¹Doctoral Study Program Faculty of Medicine, Universitas Padjadjaran, Bandung, West Java, Indonesia; ²Department of Biochemistry, Faculty of Medicine, Universitas Jenderal Achmad Yani, Cimahi, West Java, Indonesia; ³Cardiometabolic Working Group Study, Faculty of Medicine, Universitas Padjadjaran, Bandung, West Java, Indonesia; ⁴Department of Biomedical Sciences, Faculty of Medicine, Universitas Padjadjaran, Bandung, West Java, Indonesia; ⁵Department of Community Medicine, Faculty of Medicine, Universitas Jenderal Achmad Yani, Cimahi, West Java, Indonesia; ⁶Department of Public Health, Faculty of Medicine, Universitas Padjadjaran, Bandung, West Java, Indonesia; ⁷Department of Cardiology and Vascular Medicine, Faculty of Medicine, Universitas Padjadjaran-Hasan Sadikin General Hospital, Bandung, West Java, Indonesia

Correspondence: Gaga Irawan Nugraha, Department of Biomedical Sciences, Faculty of Medicine, Universitas Padjadjaran, Eycmann 38, Bandung, West Java, 40161, Indonesia, Tel/Fax +6222 2032170, Email [email protected]

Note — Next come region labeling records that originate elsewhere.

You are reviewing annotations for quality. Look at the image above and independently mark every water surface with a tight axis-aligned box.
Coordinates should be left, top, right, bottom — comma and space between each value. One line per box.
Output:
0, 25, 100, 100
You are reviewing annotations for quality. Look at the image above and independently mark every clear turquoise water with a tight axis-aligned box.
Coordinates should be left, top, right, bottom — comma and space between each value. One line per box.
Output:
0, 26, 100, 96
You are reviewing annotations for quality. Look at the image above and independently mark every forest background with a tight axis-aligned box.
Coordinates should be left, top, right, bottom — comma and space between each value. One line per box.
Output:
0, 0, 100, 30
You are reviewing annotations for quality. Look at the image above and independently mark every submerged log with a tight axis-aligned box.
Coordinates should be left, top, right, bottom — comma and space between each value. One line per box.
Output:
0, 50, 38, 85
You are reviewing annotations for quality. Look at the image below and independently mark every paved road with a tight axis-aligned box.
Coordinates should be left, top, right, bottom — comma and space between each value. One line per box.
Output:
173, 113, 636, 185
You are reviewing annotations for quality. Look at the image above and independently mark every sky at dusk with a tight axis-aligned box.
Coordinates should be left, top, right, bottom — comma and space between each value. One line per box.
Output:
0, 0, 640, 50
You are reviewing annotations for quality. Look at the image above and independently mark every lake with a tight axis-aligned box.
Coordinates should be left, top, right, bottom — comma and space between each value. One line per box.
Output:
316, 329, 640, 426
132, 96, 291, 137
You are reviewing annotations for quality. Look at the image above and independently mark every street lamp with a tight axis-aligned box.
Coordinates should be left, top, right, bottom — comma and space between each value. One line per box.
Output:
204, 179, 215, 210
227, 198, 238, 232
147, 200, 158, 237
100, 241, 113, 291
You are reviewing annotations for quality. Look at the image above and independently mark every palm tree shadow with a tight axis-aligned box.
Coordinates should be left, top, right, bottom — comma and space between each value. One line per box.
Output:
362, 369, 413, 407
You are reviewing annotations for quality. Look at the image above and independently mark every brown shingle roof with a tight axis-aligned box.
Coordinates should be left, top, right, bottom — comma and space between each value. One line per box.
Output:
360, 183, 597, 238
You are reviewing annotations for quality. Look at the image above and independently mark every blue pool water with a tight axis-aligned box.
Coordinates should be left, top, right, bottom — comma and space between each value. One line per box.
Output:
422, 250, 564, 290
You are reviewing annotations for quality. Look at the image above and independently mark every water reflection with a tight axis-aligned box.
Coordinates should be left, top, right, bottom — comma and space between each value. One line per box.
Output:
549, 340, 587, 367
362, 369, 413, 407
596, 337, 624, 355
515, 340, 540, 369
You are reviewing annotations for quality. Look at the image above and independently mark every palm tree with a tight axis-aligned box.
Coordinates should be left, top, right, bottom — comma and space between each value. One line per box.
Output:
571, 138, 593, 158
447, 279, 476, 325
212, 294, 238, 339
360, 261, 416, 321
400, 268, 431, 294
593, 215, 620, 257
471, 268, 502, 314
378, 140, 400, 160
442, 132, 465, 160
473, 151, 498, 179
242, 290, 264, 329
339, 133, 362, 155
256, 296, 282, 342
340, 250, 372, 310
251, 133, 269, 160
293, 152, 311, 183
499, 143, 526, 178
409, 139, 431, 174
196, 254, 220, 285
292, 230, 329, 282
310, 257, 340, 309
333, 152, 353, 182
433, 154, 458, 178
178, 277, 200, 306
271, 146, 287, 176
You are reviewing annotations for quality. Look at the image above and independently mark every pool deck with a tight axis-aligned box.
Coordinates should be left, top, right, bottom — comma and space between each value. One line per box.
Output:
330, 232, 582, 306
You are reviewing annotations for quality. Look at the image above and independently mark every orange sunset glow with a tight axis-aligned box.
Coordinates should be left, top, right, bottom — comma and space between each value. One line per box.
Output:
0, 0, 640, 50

Background: Metabolic syndrome (MetS) is a risk factor for cardiovascular disease and is linked to obesity. Subjects with MetS who have normo-weight potentially show higher mortality and morbidity.
Purpose: This study aims to reveal the critical essential metabolic parameters associated with endothelial dysfunction in MetS subjects with normo-weight compared to obese.
Patients and Methods: The study was designed using a case–control approach. Ninety-nine MetS subjects (34 Normo-weight and 65 obese) from the urban population were enrolled in this study. The components of MetS are based on NCEP/ATP III criteria. Asymmetric dimethylarginine (ADMA) and vascular cell adhesion molecule 1 (VCAM-1) as markers for endothelial dysfunction were measured in both groups.
Results: Fasting blood glucose (FBG) levels were higher in the normo-weight group (143.38 ± 79.8 mg/dL) compared to the obese group (120.89 ± 46.5 mg/dL). High-density lipoprotein cholesterol (HDL-c) levels in the normo-weight group were lower (42.82 ± 10.1 mg/dL) compared to obesity (45.74 ± 9.3 mg/dL), while triacylglycerol (TAG) levels were higher in the obese (197.25 ± 110.5 mg/dL) compared to the normo-weight group (167.03 ± 98.4 mg/dL), although the differences were statistically not significant (all p > 0.05). The difference between ADMA and VCAM-1 levels was statistically not significant in both groups. Correlation between MetS components with endothelial dysfunction parameters shows that metabolic parameters correlate strongly. Interestingly, a stronger correlation between FBG and ADMA was observed in normo-weight (r = 0.519) compared to obese groups (r = 0.445). In addition, TAG consistently shows a significant correlation with ADMA and VCAM-1 in normo-weight groups.
Conclusion: Metabolic parameters, especially FBG and TAG, correlate strongly with endothelial dysfunction parameters in normo-weight subjects with metabolic syndrome.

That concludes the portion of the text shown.